Posted: September 29, 2010 Filed under: haiku, Uncategorized | Tags: haiku, Rilke 5 Comments »While giving a workshop on haiku to teachers in Richmond on a recent Saturday afternoon, one of the teachers asked how to evaluate whether a haiku is “good” or not. My answer – that haiku, like all poetry, is intuitive and touches you in inexplicable ways – failed to satisfy the desire for some objective criteria. I had written a long list of common elements of haiku on the board and emphasized that those were to be used as tools – not as strict rules – for writing haiku. The problem in evaluating haiku is that some poems that meet all of the objective criteria for “good” haiku might still fall flat, while some of the very best haiku might lack some of the key criteria on the list. So, what makes a good haiku? Who can judge the quality of a poem?
One teacher suggested that if a student’s poem fails to get a positive reaction from the rest of the students in a particular classroom, then it is not a good poem regardless of how much the student who wrote the poem likes his own work. Aaagh. No! Wait! I may not be able to give a satisfyingly clear answer to the first question of what makes a “good” haiku, but on this point I am adamant; if a student likes his own haiku, that is a successful poem. A poet writes first to please himself; whether the poem touches other people in a profound way is secondary – it is wonderful, of course, but still secondary to the initial joy of satisfying your own need to write.
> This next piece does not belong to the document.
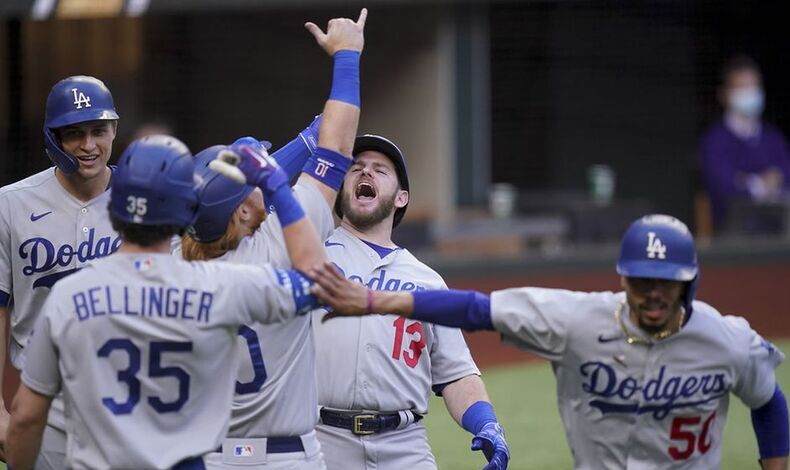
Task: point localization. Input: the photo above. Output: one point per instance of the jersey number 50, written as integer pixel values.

This past week I read Rainer Maria Rilke’s Letters to a Young Poet, in which he offers the following advice to an aspiring poet:
You ask whether your verses are good. You ask me. You have asked others before. You send them to magazines. You compare them with other poems, and you are disturbed when certain editors reject your efforts. Now (since you have allowed me to advise you) I beg you to give up all that. You are looking outward, and that above all you should not now do. Nobody can counsel and help you, nobody. There is only one single way. Go into yourself.
Rilke goes on in this series of letters to advise the young poet to trust himself, to write of common everyday things from his own life experience, and to read great literature. It is natural to want to rate our work, to see how our own efforts stack up in comparison to the poems of our classmates or of the whole literary world. Rilke’s advice is right on, though, and a good reminder not only to teachers and students, but to all writers. Trust yourself. Don’t let anyone else – critics, editors, classmates – dampen the pleasure you take in creating your poems.